Не очень-то я ему и поверила, но и оставаться одной мне не хотелось. Может, в какую-нибудь тряпку завернуться? Ох, если этот свет даже сквозь космический скафандр пробивается, меня не спасет никакая тряпка. С тяжеленным вздохом я двинулась за Расмусом.
С посадочной площадки до здания космопорта мы добрались на знакомом ядовито-красном флаере. Там Герберт оставил нас с Расмусом, и мы отправились дожидаться его в бар. Я невнимательно разглядывала людей и не людей, шмыгающих в разных направлениях, с багажом и без, озабоченных и веселых. Если на меня кто-нибудь и обратил внимание, то я этого не заметила и успокоилась. Расмус был прав, на фоне остальных я не представляла собой ничего особенно выдающегося.
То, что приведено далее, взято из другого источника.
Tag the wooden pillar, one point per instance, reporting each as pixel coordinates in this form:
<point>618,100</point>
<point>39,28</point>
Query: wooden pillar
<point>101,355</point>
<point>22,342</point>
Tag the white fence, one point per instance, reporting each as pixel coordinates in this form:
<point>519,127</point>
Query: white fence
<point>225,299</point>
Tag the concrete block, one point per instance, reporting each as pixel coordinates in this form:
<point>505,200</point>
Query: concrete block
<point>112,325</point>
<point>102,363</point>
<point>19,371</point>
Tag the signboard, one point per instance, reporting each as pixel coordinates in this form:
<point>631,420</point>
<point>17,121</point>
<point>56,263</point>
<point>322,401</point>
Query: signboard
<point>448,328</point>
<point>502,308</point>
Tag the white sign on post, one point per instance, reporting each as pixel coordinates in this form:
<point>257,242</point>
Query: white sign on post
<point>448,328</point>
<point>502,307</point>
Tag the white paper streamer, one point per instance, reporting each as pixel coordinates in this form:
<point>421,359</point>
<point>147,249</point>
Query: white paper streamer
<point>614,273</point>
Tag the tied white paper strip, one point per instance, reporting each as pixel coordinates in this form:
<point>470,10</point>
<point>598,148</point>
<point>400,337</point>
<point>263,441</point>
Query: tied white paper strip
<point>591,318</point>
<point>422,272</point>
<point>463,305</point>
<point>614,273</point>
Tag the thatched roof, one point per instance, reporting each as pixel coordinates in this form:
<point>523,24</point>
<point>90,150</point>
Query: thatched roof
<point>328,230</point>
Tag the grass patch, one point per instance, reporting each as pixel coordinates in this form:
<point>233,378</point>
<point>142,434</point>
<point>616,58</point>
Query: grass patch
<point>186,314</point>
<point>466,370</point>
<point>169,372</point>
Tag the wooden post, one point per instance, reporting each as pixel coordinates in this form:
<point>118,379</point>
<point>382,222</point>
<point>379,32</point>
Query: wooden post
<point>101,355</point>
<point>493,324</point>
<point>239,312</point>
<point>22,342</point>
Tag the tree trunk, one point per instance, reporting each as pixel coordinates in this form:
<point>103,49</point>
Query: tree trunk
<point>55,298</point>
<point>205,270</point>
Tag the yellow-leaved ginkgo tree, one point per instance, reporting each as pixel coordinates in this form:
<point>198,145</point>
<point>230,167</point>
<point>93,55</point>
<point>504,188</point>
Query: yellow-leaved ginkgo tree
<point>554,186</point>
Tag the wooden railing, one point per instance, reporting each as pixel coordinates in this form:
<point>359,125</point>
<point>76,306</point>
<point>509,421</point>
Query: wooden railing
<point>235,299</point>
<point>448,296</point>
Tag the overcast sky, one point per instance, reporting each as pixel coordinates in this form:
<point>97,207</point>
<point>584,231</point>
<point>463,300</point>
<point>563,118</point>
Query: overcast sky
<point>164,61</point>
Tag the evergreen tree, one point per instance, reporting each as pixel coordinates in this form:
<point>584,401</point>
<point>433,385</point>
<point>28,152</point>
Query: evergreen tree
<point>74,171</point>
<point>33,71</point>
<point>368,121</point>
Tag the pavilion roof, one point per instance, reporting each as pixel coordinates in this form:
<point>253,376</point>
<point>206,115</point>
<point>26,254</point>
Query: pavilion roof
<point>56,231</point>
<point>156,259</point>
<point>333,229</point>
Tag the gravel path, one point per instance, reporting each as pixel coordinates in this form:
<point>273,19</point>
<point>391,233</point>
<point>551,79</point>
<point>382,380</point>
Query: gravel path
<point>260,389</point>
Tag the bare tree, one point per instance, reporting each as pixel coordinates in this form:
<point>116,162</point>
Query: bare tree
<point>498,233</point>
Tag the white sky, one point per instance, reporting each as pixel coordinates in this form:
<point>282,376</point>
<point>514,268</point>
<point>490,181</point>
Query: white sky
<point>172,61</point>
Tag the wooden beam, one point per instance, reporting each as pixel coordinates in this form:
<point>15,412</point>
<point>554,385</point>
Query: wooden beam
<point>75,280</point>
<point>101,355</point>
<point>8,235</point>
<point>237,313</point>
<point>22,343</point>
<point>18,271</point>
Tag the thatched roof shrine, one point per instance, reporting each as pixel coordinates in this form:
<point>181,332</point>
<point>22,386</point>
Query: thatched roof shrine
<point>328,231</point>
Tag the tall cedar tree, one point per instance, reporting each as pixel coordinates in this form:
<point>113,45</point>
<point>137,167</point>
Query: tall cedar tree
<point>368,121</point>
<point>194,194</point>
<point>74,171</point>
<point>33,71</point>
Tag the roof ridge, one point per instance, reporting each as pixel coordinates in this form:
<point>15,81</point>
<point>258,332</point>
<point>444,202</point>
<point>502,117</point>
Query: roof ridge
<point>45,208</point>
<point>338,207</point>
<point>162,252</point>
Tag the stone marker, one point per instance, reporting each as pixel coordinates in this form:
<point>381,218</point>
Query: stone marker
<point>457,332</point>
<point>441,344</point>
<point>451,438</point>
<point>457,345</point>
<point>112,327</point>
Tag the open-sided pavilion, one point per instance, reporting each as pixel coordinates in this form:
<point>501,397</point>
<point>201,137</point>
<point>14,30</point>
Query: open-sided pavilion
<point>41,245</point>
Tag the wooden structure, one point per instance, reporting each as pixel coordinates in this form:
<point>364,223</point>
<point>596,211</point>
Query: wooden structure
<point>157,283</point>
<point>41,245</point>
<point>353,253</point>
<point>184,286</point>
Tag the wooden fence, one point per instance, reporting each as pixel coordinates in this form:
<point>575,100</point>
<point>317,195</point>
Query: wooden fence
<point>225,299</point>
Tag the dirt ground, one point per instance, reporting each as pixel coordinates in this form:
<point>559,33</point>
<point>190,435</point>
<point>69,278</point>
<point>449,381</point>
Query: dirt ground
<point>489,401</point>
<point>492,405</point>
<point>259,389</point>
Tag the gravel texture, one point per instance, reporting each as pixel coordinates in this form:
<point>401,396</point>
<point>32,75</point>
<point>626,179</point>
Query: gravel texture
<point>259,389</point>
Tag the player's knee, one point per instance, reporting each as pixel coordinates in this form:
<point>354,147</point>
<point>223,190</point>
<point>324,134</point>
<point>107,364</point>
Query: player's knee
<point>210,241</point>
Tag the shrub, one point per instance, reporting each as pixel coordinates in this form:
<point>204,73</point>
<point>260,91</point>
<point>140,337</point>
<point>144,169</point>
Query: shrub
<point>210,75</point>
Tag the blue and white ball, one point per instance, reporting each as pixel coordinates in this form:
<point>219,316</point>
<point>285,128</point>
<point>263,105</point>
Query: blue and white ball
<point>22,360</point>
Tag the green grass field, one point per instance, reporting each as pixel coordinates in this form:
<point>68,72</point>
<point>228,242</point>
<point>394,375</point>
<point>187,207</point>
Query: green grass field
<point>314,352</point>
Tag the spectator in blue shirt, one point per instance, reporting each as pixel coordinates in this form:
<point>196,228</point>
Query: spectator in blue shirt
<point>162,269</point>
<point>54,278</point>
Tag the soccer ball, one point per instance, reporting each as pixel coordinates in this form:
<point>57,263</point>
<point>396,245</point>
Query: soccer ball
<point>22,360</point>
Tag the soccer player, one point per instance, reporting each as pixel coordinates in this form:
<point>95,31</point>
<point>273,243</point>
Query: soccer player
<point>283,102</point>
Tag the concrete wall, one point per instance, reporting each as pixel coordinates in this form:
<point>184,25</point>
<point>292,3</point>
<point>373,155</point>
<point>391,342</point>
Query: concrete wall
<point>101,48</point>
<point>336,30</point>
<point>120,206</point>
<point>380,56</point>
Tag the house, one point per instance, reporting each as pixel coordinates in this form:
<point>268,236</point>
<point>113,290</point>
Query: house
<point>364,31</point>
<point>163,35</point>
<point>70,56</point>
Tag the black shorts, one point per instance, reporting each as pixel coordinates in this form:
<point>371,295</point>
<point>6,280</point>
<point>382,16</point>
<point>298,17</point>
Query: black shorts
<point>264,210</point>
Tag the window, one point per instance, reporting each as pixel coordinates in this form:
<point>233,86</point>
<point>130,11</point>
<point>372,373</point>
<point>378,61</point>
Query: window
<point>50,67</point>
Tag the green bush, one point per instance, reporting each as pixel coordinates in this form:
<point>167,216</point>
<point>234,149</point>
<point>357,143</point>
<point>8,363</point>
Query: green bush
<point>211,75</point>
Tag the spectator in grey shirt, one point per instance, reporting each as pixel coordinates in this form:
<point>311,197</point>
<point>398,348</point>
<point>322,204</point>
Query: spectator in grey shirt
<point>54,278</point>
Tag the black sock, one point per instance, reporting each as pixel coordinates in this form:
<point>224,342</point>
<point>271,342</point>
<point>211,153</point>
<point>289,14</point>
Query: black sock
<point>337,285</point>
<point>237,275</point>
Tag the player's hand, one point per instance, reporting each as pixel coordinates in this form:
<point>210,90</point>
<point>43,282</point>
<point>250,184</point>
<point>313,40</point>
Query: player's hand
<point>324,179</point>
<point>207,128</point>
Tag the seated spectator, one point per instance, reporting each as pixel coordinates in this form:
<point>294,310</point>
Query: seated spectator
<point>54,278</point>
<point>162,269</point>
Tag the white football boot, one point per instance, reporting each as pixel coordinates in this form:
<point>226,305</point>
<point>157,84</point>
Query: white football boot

Появился счастливый Герберт. Он плюхнулся за столик, выхлебал стакан какого-то пойла, после чего окончательно пришел в блаженное расположение духа.
– Знаешь, капитан, я и не предполагал, что отпуск – это так здорово!
– Ну, – отозвался Расмус. – А я тебе что говорил? Каникулы – самое прекрасное время в жизни человека. Свобода от нудных обязательств облегчает нашу жизнь наиболее эффективным способом. Отдыхай, Герберт, на всю катушку, потому что даже я не могу тебе сказать, когда закончится твоя свобода.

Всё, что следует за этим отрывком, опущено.